La politica degli Stati uniti in americalatina: in nome del "destino manifesto"
Il 22 febbraio 1927, anniversario della nascita di George Washington, l'ambasciatore degli Stati uniti a Parigi, Myron Herrick, invita a un banchetto i rappresentanti diplomatici degli stati dell'America latina membri dell'Unione panamericana. «Gli Stati uniti non sono avidi di terra - dichiara nel suo discorso conviviale. Non hanno né il desiderio né il bisogno di nuovi territori. Come sanno tutte le persone ben informate, hanno costantemente e volutamente evitato, nell'ultimo quarantennio, frequenti e facili occasioni per allargare il proprio territorio. Chi ci accusa di mire imperialiste o non conosce la storia o non è sincero (1)». Con la memoria ottenebrata dalle abbondanti libagioni e dagli splendori della Ville Lumière, evidentemente aveva dimenticato qualcosa: il Messico fatto a pezzi, Cuba in catene, Haiti e la Repubblica dominicana sotto controllo, Panama strappata alla Colombia, l'invasione del Nicaragua, l'annessione delle Filippine.

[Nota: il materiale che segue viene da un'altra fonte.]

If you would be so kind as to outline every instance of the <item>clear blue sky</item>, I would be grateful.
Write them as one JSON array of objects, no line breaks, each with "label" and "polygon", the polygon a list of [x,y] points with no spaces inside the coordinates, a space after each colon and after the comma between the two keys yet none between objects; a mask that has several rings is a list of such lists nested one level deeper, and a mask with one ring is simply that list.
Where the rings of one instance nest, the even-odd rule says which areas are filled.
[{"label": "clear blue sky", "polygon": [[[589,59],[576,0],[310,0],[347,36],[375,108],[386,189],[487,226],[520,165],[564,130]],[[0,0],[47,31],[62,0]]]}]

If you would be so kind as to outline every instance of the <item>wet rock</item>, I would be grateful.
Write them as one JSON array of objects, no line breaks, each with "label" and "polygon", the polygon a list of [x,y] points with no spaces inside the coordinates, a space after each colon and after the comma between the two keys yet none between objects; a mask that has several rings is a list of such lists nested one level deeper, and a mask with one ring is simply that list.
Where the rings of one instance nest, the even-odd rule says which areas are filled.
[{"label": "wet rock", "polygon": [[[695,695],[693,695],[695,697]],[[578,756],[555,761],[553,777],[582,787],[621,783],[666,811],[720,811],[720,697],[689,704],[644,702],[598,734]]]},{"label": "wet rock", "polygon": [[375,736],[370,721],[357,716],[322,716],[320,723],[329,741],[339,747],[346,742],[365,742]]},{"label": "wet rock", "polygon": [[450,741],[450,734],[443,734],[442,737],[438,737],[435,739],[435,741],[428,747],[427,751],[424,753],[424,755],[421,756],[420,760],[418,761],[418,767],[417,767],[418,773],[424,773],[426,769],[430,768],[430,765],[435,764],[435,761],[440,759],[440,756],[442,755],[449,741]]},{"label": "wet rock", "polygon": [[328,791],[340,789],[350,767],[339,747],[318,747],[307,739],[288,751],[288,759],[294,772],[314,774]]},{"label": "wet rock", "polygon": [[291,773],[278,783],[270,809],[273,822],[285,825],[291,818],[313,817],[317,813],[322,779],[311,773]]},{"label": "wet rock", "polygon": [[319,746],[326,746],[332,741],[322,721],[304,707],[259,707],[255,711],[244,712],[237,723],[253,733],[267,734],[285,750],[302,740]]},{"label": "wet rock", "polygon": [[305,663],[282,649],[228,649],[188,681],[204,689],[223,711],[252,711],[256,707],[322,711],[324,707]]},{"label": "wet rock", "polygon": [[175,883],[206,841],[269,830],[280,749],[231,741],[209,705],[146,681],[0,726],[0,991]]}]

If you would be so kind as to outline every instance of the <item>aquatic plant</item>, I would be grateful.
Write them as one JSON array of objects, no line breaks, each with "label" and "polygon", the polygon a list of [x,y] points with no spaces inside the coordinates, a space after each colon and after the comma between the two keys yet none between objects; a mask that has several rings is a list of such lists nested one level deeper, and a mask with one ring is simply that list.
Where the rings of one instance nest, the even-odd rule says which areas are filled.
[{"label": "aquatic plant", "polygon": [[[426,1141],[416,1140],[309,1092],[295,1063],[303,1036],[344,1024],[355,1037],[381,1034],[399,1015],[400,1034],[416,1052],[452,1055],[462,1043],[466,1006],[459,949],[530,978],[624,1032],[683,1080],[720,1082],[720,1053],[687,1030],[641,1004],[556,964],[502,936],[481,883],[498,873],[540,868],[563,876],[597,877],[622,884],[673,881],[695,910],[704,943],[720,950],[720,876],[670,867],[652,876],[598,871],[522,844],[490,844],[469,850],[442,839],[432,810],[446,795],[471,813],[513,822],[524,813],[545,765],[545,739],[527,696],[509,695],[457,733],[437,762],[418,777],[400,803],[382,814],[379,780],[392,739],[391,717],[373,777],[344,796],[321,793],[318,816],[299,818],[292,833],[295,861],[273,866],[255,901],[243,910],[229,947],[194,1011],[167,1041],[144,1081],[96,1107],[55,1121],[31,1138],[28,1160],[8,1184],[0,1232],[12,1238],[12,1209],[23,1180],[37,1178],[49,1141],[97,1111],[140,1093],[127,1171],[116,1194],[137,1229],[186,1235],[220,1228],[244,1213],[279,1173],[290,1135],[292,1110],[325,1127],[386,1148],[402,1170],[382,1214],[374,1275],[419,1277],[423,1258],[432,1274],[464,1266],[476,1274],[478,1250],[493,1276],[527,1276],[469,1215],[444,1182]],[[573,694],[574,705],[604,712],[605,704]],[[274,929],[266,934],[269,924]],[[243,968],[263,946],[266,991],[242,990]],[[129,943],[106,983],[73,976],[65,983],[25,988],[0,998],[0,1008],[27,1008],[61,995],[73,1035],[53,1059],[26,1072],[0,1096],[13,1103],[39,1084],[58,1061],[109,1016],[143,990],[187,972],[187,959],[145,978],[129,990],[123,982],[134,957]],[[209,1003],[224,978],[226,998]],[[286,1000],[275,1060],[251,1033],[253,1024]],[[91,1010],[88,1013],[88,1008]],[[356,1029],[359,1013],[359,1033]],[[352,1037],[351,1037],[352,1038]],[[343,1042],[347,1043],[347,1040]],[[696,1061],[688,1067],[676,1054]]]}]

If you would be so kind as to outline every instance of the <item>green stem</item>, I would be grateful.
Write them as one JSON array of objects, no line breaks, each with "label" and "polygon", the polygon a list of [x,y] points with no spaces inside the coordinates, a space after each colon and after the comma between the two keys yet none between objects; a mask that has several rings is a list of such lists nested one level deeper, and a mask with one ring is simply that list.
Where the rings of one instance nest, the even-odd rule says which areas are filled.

Nel 1823, nel suo messaggio al Congresso, il presidente degli Stati uniti James Monroe lanciò la dottrina che consegnerà il suo nome alla storia. Mentre crolla l'Impero iberico, ridestando le bramosie britanniche, egli rifiuta qualsiasi intervento europeo negli affari delle Americhe. La cosa risponderebbe agli interessi generali se non fosse che, con il pretesto di lottare contro il colonialismo straniero, la politica estera degli Stati uniti non punterà da quel momento a costituire un blocco continentale su cui Washington aspirava già a instaurare il proprio dominio.
Senza peritarsi troppo della credibilità delle loro giustificazioni, gli Usa intervengono manu militari nel 1824 a Porto Rico, nel 1831 in Argentina, nel 1845 e poi nel 1847 in Messico, nel 1857 in Nicaragua, nel 1860 nella provincia di Panama e di nuovo in Nicaragua. Al punto che, nel 1847, i governi di Cile, Bolivia, Ecuador, Nuova Grenada (Colombia) e Perù si riuniscono a Lima per esaminare i problemi posti da questo interventismo Usa. L'anno successivo, nel 1848, la guerra contro il Messico conferma le loro preoccupazioni: dal Texas alla California, gli Stati uniti si annettono metà del territorio del paese vicino.

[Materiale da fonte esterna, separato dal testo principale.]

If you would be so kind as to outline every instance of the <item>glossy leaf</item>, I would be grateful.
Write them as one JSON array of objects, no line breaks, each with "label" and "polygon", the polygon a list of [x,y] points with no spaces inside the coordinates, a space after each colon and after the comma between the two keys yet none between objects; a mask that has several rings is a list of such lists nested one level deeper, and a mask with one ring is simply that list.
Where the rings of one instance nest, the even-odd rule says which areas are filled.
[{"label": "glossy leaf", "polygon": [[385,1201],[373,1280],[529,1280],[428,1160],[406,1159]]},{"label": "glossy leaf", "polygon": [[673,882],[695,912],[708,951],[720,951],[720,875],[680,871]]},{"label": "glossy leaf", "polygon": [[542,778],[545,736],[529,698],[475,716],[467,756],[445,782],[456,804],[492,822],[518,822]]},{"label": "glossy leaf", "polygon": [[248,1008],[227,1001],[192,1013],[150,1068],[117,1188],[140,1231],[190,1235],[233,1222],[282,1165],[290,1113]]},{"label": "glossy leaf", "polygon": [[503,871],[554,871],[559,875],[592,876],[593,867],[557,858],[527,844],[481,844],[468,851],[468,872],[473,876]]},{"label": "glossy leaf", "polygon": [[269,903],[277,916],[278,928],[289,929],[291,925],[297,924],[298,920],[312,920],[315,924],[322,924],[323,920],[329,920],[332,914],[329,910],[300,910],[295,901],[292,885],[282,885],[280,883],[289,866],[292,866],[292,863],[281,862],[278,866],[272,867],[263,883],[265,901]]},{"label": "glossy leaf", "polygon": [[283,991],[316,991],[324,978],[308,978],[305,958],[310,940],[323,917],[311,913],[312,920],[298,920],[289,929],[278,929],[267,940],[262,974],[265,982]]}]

Una volta conclusa la Guerra di secessione, l'America del Nord diventa consapevole della sua immensa potenza. A partire dal 1880, dopo aver completato anche la conquista dei territori dell'Ovest, si volge decisamente verso Sud. Sotto la presidenza del generale Grant (1869-1877), la teoria del «Destino manifesto» espone senza tanti orpelli il progetto degli Stati uniti: controllare il continente da una costa all'altra.
Certo, hanno sempre molto a cuore la mistica della «difesa della democrazia». Ma la applicano attraverso la politica del big stick e l'invio dei marines. Agli interventi militari specifici si alternano le invasioni seguite dalla istituzione di protettorati.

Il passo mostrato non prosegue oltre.